We’re down, dude. No power, dude.


Birds were getting confused by this weather change. “Have you seen my flock?


Grab… my… branch… we… will… survive…


The next day, I found the skies amazingly blue upon coming up the KLCC PUTRA LRT station to take a bus to Bintang Walk. The haze hadn’t kicked in yet.


Finally, somebody appreciates me and doesn’t treat me like a Siamese twin!


Dude, I am your half-brother.


Yes, I was here a while, since the bus drivers were breaking fast and would only resume at 7:30pm.


Coca Cabana!


The Maxis Tower, with the eyelet, reminds me of Quake 1’s grenade launcher for some reason.

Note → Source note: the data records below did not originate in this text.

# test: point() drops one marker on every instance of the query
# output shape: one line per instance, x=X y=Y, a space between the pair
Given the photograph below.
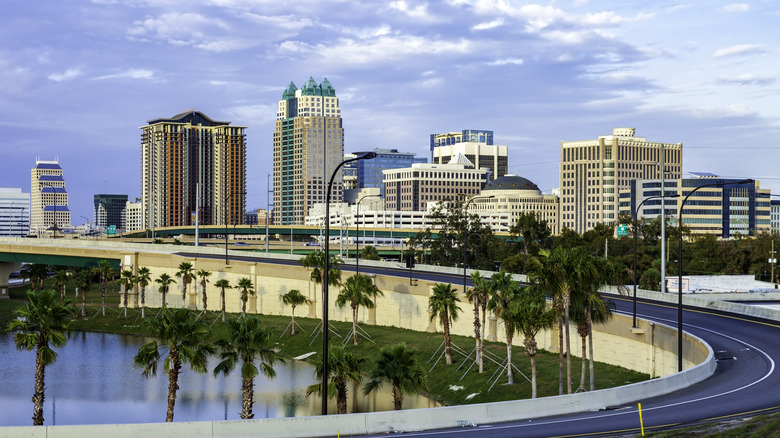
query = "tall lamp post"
x=357 y=233
x=679 y=263
x=325 y=285
x=636 y=225
x=227 y=199
x=465 y=232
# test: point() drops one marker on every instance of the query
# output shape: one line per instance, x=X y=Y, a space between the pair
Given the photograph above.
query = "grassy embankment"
x=439 y=380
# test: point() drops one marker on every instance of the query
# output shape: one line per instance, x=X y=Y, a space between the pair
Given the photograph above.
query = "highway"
x=744 y=383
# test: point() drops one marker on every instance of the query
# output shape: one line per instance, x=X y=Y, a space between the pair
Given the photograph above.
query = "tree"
x=61 y=279
x=164 y=280
x=443 y=303
x=344 y=366
x=41 y=325
x=247 y=288
x=397 y=366
x=359 y=290
x=294 y=298
x=530 y=314
x=204 y=275
x=181 y=339
x=247 y=341
x=187 y=274
x=223 y=284
x=502 y=289
x=104 y=270
x=127 y=280
x=143 y=278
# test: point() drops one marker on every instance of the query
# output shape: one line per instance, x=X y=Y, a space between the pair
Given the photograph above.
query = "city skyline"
x=84 y=76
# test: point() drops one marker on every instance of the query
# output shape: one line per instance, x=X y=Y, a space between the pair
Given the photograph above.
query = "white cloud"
x=738 y=50
x=133 y=73
x=67 y=75
x=736 y=7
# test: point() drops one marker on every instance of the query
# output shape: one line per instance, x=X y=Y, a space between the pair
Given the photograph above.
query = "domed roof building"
x=510 y=197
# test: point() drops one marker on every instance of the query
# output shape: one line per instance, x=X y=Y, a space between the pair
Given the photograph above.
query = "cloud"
x=133 y=73
x=736 y=7
x=746 y=79
x=67 y=75
x=739 y=50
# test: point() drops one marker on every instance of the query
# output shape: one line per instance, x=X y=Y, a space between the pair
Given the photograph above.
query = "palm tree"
x=530 y=315
x=164 y=280
x=294 y=298
x=143 y=278
x=41 y=325
x=204 y=278
x=61 y=278
x=359 y=290
x=477 y=295
x=443 y=304
x=344 y=366
x=223 y=284
x=127 y=280
x=83 y=282
x=187 y=274
x=502 y=290
x=182 y=340
x=105 y=270
x=247 y=340
x=397 y=366
x=247 y=288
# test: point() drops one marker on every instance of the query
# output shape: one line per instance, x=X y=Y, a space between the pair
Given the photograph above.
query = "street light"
x=357 y=232
x=636 y=223
x=465 y=233
x=227 y=199
x=679 y=263
x=324 y=388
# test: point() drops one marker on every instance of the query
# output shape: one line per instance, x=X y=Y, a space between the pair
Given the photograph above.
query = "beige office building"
x=308 y=146
x=414 y=188
x=513 y=196
x=593 y=172
x=48 y=198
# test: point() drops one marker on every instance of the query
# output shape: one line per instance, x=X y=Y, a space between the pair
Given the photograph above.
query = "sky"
x=80 y=77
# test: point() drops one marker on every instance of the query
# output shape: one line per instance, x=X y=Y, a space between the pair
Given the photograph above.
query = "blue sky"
x=80 y=77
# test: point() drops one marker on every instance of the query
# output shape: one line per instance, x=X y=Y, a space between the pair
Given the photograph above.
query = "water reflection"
x=94 y=382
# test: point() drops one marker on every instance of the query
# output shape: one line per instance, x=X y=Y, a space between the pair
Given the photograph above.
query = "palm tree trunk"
x=447 y=344
x=509 y=375
x=40 y=388
x=247 y=398
x=566 y=299
x=173 y=382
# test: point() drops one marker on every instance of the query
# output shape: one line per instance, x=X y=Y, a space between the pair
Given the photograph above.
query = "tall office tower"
x=110 y=210
x=308 y=145
x=494 y=158
x=369 y=172
x=48 y=198
x=186 y=151
x=593 y=171
x=14 y=212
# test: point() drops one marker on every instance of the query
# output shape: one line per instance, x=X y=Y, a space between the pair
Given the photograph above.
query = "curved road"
x=745 y=381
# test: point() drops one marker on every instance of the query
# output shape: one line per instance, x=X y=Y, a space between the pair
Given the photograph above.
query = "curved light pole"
x=227 y=199
x=324 y=388
x=357 y=233
x=679 y=262
x=465 y=233
x=636 y=225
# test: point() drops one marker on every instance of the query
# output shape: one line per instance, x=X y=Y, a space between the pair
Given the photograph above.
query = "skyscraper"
x=308 y=145
x=594 y=171
x=182 y=152
x=48 y=198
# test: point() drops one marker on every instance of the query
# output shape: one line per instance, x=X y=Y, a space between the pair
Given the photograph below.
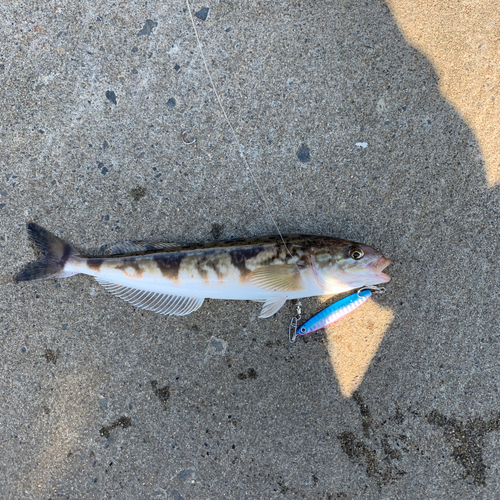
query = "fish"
x=335 y=312
x=175 y=278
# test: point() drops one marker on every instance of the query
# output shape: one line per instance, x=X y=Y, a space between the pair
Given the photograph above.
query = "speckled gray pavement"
x=102 y=400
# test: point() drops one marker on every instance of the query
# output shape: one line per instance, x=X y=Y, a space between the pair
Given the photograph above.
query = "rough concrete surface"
x=102 y=400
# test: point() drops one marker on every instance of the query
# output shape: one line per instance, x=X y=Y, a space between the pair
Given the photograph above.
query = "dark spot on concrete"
x=169 y=264
x=467 y=441
x=375 y=455
x=303 y=154
x=95 y=264
x=202 y=13
x=361 y=454
x=138 y=192
x=217 y=345
x=163 y=394
x=177 y=495
x=111 y=96
x=50 y=356
x=148 y=27
x=251 y=373
x=217 y=230
x=184 y=474
x=123 y=422
x=365 y=413
x=283 y=488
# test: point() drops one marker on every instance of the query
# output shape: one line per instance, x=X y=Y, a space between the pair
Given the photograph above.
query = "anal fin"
x=154 y=301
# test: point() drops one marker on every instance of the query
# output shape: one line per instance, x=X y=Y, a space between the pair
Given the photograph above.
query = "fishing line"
x=240 y=147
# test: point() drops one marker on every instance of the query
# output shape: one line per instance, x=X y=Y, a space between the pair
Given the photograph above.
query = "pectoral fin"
x=271 y=306
x=280 y=278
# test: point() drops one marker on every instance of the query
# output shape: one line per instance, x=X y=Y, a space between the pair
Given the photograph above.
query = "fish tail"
x=55 y=253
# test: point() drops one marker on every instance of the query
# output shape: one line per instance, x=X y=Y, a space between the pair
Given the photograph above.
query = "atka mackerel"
x=172 y=278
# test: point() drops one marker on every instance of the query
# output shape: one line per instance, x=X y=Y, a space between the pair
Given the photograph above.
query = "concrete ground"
x=102 y=400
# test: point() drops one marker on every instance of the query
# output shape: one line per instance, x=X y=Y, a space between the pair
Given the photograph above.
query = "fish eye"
x=356 y=253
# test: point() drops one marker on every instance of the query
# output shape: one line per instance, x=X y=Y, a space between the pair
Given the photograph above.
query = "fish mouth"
x=379 y=266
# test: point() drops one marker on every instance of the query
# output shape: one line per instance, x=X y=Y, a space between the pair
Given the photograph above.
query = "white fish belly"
x=189 y=283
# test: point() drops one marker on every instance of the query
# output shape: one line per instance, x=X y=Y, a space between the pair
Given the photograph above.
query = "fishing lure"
x=332 y=313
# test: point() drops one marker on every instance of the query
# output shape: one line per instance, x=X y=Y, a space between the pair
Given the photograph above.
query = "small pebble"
x=202 y=13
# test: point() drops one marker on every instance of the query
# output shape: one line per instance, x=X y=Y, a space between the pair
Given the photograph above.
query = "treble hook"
x=292 y=337
x=372 y=288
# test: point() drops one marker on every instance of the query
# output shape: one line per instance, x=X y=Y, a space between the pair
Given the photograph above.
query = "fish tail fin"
x=55 y=253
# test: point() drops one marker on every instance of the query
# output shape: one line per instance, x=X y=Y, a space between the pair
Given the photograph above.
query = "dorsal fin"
x=139 y=246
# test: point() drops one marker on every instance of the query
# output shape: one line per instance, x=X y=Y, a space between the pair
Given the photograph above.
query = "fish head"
x=344 y=265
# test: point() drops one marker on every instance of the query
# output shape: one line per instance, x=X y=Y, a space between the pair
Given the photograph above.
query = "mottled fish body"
x=335 y=312
x=171 y=278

And this looks like the Thunderbolt/Lightning Gun, also from Quake 1.


For some reason this looks like it was shot on film.


Fujifilm should pay me. Maybe in ISO400 chrome film. Or a Fujifilm S3 UVIR, which can shoot infrared without modifications.


…or at least in mooncakes. I love mooncakes. This was shot on mooncake festival evening.

Niii Can’t

Little knew that I bought William‘s old Nikon Coolpix 2200 camera to modify, into an auto-focus infrared-enabled camera!

From left to right, top to bottom:

  • The Nikon Coolpix 2200, with 3x zoom and a variety of scene modes e.g. Landscape which would be the closest thing to focus at infinity and a dark aperture.
  • It is also the same size as my Canon Powershot A520. Minus the manual controls, sadly, or even an adjustable ISO sensitivity! I detest Nikon for discarding manual controls on entry-level cameras, when it used to have it.
  • I opened it up, and touched the flash capacitor at least three times, getting a nice numbing zap each time.
  • Spot the SD card slot!
  • The auto-focus gears.
  • The cursed item – the infrared-blocking filter!
  • Upon reassembling, I found it very challenging to reinsert the circuit combs.
  • The optical viewfinder is dusty.
  • The infrared-blocking filter, removed.
  • The tripod mount, plastic, but at least it is not part of the camera. Fazri would appreciate this!

So what happened to it? Why don’t you see me carrying it around?

I killed it. I popped in batteries and a SD card, and it didn’t turn on.

Upon reassembling it, I found two extra pieces that I could not figure where it belonged to/dropped out from. I also had three extra screws!

For some reason, Nikon and I just don’t get along well. I’ve held a Nikon D70s which randomly refused to focus despite having a bright f1.8 lens, and not too dark conditions. I’ve also touched Paul‘s new D80, which had some weird inability to autofocus until he reset something. Not to mention that I am not a fan of the D50’s noise levels, or Nikon’s mellower colors, or the fact that Nikon is not playing catch up or bothering to include newer features the same way Canon did when they came out with the 400D.

At the moment, I guess my manual focus infrared-modded Fujifilm Digital Q1 will have to do.